« Le pays tout entier est vent debout aujourd'hui contre ce qui nous est arrivé, mais personne ne nous a aidé quand nous gisions sur la route, gravement blessés, pendant plus d'une heure (...) », condamne l'ami de la victime du viol collectif de Delhi, décédée le 29 décembre, sur la chaîne Zee News.
Tous deux appelaient à l'aide, nus, en sang. Mais les nombreuses voitures, rickswaws et vélos qui sont passés par là cette nuit du 16 décembre ne se sont pas arrêtés pour les secourir. Une attitude dont tout le monde s'est indigné, mais qui ne surprend finalement personne. Dans les villes, évoluer au sein de la fourmilière indienne ne rassure pas. Avoir des milliers de gens autour de soi ne garantit pas une protection.
Selon un sondage, menée par UNIFEM et Jagori, une organisation pour les droits des femmes, dans la capitale New Delhi, 70% des hommes interrogés ont affirmé qu'ils n'interviendraient pas en cas d'incidents qui surviendraient devant leur yeux. Cette étude montre aussi que le harcèlement sexuel s'exerce le plus souvent sur le bord des routes, dans les transports publics, aux arrêts de bus et sur les marchés.
Sans doute plus que tout autre crime, le viol est entouré de silence. Il nuit à la réputation. Mieux vaut le nier, l'ignorer ou le dissimuler. Mais le tabou seul ne justifie pas l'inaction des passants qui regardent sans intervenir, qui fuient sans prévenir.
Le verdict est sans appel pour R. Jagannathan, rédacteur en chef de Firstpost : « la société est vraiment impitoyable (...) ». Shiv Visvanathan, dans le Daily News and Analysis, juge que les Indiens accordent peu de valeur à la vie humaine : « Les gens meurent dans les rues et nous prenons ça pour acquis. Nous vénérons Mère Térésa mais nous ne l'imiterons pas. Nous traitons ces faits divers comme si c'était le destin, croyant que nous sommes les favoris de Dieux ».
Une main recouverte de faux sang, une jeune femme
rend hommage à la victime du viol de Dehi. Photo : AAP
Selon Shiv Visvanathan, c'est le « chacun pour soi" qui domine : « L'intervention est un acte civique qui nous est étranger ». Il explique que « l'identité indienne se définit en termes de caste, de communauté et de famille. Donc le sens du civisme, en tant que devoir, dans notre espace public est peu développé. Tout ce qui est au-delà de la sphère familiale est un no man's land où on peut jeter ses ordures. La maison peut être étincelante de propreté, mais les déchets derrière ses murs sont la responsabilité de quelqu'un d'autre. »

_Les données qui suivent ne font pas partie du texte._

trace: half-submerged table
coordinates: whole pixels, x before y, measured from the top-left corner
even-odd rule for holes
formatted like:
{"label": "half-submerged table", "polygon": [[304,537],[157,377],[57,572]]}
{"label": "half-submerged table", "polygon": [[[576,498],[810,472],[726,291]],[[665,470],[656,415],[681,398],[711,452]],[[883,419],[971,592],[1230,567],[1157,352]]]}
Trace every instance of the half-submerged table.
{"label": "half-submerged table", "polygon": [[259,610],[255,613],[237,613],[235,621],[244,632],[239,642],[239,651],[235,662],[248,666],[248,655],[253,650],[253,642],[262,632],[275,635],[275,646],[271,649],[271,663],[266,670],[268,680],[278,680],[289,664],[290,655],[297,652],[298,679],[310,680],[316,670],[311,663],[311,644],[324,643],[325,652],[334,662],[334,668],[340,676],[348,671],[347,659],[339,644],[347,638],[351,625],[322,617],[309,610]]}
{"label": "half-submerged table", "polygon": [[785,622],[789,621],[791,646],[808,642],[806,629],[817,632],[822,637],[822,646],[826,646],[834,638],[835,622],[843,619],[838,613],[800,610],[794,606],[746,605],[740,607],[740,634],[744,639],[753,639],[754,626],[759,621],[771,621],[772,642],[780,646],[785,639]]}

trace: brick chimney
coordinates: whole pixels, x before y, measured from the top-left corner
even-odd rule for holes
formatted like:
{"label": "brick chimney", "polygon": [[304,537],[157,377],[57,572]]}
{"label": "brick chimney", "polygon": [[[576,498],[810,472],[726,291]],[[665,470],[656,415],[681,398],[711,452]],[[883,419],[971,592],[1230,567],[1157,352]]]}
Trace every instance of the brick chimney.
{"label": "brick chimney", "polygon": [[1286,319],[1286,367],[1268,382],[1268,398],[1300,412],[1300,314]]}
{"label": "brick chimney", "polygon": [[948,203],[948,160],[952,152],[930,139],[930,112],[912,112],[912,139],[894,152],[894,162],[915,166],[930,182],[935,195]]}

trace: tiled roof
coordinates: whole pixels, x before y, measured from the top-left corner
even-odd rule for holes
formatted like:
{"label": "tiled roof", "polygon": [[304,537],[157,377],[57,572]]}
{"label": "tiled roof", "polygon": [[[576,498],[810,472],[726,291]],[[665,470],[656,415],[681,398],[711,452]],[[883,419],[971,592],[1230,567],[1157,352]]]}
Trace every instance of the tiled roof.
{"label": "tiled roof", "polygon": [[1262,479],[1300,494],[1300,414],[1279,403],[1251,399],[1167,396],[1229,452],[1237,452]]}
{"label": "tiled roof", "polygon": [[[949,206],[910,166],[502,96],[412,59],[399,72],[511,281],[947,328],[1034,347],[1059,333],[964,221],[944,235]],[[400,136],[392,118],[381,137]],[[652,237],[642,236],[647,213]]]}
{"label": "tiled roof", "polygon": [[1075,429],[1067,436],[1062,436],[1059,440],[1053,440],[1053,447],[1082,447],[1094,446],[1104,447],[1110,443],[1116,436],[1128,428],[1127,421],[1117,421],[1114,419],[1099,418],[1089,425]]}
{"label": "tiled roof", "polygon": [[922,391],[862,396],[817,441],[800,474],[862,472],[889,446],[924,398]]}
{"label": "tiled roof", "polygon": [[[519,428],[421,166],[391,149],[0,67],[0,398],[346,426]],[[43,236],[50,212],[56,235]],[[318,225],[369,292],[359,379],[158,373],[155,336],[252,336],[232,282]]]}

C'est aussi la peur qui semble dicter le comportement du passant qui fuit le lieu du crime. La peur de devenir le coupable, ou un complice, aux mains - et aux yeux - de la police. La peur d'être emporté dans le processus judiciaire pour des mois ou même des années. La peur d'être harcelé par la police. « Qui sait si donner des preuves est un acte citoyen bon ou mauvais - si vous donnez des preuves contre les riches et les puissants (...), il est très probable que vous soyez achetés ou harcelés par la police et les malfrats », affirme R. Jagannathan.
En Inde, faire comme si de rien n'était est sans doute l'option la plus sûre. Le citoyen ne peut pas être poursuivi pour non-assistance à personne en danger. En revanche, s'il se mêle de l'affaire, il ne bénéficie d'aucune loi pour la protection des témoins. « "Evite la police" est un dicton plus suivi que "Aime ton voisin". La peur de l'Etat surpasse la solidarité », estime Shiv Visvanathan.
Beaucoup d'Indiens considèrent que la police est une autorité inefficace et insensible. Le sondage de UNIFEM et Jagori révèle que 43% des femmes imaginent que ses agents minimiseraient ou banaliseraient l'incident qu'elles viendraient rapporter. 30% pensent qu'ils n'enregistreraient simplement pas la plainte.
Après le choc du viol collectif de Delhi, la police de la capitale a tout de même réagi. Afin d'encourager les citoyens à venir en aide aux personnes en danger, elle leur promet via une campagne de publicité qu'ils ne seront pas embêtés par les autorités. « Désormais, sauvez une vie sans hésiter. Sans harcèlement. » Le mot est prononcé, comme un aveu de culpabilité. « Vous pouvez désormais amener une victime à l'hôpital et partir immédiatement sans révéler votre identité », assure t-elle. « Quand les secondes comptent, les questions ne comptent pas », est son nouveau slogan. Loin de leur promettre une meilleure prise en charge, une attention, une protection, la police accorde aux témoins le droit de fuir.